To address these challenges, our studies focused on filling voids in training data by generating synthetic medical images. Using advanced generative models, we created synthetic datasets to address two critical gaps: (1) underrepresented cohorts and (2) true positive cases. This approach enabled us to enhance data diversity and balance, ultimately improving the performance and robustness of AI models. This whitepaper summarizes our findings and translates them into actionable insights for AI developers.
Supplementing Training Data with Challenging Cohorts
Our first study, “Evaluating the Utility of Memory-Efficient Medical Image Generation: A Study on Lung Nodule Segmentation”, explores the potential of synthetic data to address the lack of diversity in lung nodule segmentation datasets. Outlier pathologies, such as pleural nodules, present a significant challenge for nodule detection models due to their scarcity in existing datasets. As a result, these models are often inadequately trained to detect such cases. This study focuses on overcoming this limitation by synthetically oversampling these outlier pathologies and evaluating the impact of this approach on the performance of nodule detection models.
Using a diffusion model, synthetic CT scans were generated and used in two scenarios:
1. Training Exclusively with Synthetic Data
A segmentation model was trained solely on the synthetic images generated by the diffusion model. This scenario tested whether synthetic data could fully replace real-world data in the training pipeline. When trained exclusively on synthetic data, the segmentation model achieved a mean Dice Similarity Coefficient (DSC) of 0.5016 (STD: 0.0206). For comparison, the model trained on real-world data alone achieved a mean DSC of 0.4913 (STD: 0.02733). These results demonstrate that synthetic data alone can provide a viable alternative to real-world data for training segmentation models, with performance metrics that are comparable to models trained on real-world datasets.
2. Augmenting Real-World Data with Synthetic Images
Synthetic images were added to a real-world training dataset to assess whether augmentation could improve the segmentation model’s performance. This scenario tested the ability of synthetic data to enhance the diversity and coverage of real-world datasets. In this scenario, augmenting the real-world training dataset with synthetic images led to a noticeable improvement in the segmentation model’s performance. The augmented dataset produced a mean DSC of 0.5418 (STD: 0.03015). This improvement highlights the value of synthetic data in expanding the diversity and richness of training datasets, enabling models to generalize better to unseen cases.
By filling gaps in challenging cohorts, this study highlighted the potential of synthetic data to address critical challenges in medical imaging AI.
Balancing True and False Positive Cases in Training Data
In our second study, we focused on addressing the imbalance between true positive and false positive cases in lung nodule classification datasets. The usual process in early-stage lung cancer detection entails two steps: First, nodules are segmented. Second, a classification model determines whether the detected areas are actually nodules.
The first step of detection has to be highly sensitive to any abnormalities, to not miss any cancer cases.
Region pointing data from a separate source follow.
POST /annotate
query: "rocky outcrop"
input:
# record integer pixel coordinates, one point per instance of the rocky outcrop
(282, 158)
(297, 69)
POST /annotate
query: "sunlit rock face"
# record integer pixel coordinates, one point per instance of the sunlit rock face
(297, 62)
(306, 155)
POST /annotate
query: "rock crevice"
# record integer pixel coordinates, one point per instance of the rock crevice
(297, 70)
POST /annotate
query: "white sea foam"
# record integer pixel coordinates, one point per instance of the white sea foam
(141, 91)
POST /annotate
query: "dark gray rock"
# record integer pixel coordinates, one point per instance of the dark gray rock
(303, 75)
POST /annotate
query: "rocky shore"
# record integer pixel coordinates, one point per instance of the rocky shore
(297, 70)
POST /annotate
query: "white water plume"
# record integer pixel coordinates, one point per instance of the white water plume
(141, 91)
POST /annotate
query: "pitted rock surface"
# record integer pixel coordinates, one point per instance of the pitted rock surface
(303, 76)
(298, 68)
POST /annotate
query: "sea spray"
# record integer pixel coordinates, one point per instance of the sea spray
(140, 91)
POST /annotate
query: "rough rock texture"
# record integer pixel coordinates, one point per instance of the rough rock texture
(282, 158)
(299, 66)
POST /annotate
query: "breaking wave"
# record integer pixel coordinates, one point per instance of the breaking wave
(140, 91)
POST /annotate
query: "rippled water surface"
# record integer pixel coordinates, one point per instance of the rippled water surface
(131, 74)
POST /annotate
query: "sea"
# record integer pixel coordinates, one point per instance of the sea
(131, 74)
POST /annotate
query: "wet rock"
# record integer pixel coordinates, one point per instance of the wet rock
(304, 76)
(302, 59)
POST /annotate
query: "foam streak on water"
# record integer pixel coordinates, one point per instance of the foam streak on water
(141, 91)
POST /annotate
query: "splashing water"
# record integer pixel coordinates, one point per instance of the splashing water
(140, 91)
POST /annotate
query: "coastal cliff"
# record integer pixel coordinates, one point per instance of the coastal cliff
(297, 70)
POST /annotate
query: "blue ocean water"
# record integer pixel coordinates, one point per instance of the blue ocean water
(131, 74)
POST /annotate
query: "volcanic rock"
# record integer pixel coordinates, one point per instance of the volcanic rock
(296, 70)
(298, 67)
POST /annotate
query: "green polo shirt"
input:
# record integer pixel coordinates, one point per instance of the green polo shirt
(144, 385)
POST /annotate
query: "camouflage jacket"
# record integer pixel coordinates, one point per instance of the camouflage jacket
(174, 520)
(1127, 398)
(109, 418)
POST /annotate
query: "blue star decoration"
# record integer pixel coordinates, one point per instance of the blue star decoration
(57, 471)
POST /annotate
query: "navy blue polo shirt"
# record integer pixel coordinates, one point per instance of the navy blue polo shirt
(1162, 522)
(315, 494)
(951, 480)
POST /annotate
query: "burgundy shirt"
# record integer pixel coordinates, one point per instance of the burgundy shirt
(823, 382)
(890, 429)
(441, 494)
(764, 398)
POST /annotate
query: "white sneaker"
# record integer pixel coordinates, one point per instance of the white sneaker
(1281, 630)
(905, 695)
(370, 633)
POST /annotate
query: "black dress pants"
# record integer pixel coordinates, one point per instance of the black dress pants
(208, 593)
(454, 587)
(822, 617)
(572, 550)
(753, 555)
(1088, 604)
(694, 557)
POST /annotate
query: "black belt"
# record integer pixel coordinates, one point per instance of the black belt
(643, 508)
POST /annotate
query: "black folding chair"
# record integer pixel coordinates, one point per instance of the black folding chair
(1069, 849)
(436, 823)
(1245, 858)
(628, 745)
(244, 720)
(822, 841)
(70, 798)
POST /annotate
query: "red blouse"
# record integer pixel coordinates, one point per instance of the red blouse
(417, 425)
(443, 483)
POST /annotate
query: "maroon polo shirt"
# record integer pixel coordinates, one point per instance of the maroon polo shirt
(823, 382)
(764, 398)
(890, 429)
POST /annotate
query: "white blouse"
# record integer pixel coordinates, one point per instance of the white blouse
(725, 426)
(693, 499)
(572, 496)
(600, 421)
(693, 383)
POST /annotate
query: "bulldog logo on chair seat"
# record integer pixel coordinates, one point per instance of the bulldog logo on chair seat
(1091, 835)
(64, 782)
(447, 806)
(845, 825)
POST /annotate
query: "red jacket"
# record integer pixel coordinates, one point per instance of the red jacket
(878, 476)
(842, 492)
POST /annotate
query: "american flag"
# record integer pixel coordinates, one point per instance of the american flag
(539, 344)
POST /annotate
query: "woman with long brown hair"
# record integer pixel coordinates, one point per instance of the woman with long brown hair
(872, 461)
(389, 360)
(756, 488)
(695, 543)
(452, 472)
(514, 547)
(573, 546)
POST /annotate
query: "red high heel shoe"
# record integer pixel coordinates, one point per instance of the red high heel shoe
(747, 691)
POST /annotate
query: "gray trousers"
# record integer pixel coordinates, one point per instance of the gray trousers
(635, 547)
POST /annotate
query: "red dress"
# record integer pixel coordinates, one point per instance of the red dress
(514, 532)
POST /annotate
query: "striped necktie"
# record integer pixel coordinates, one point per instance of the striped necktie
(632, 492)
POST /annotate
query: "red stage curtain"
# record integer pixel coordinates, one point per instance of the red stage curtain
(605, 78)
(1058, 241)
As a consequence, the model ends up with a large number of detected abnormalities that aren’t cancerous nodules – false positives. Compared to that, the number of actually cancerous nodules – true positives – is very low. The second step of nodule classification is supposed to reduce the number of false positives. However, the inherent imbalance of the training data for such a classifier poses a challenge as it undermines a classifier’s ability to accurately identify true positive cases.
To mitigate this, synthetic true positive data points were generated using guided diffusion models and added to the training dataset, creating a balanced composition between true positive and false positive cases. The results demonstrated a measurable improvement in the classifier’s performance, with accuracy increasing from 93.28% to 94.17%, an absolute improvement of 0.89%. While the improvement may appear modest, such incremental gains are significant in clinical applications, as they can lead to more accurate diagnoses and better patient outcomes.
By filling the void of underrepresented true positive cases, this study highlights the role of synthetic data in addressing data imbalances and enhancing the performance of even high-performing models.
Implications for Medical AI Development
The findings of our studies underscore several key benefits of using synthetic medical images for AI development:
Synthetic data provides the flexibility to generate images that are underrepresented in real-world datasets, such as outlier pathologies or specific demographic cohorts. By including these edge cases, AI models can be trained to handle a broader range of scenarios, improving their robustness and fairness.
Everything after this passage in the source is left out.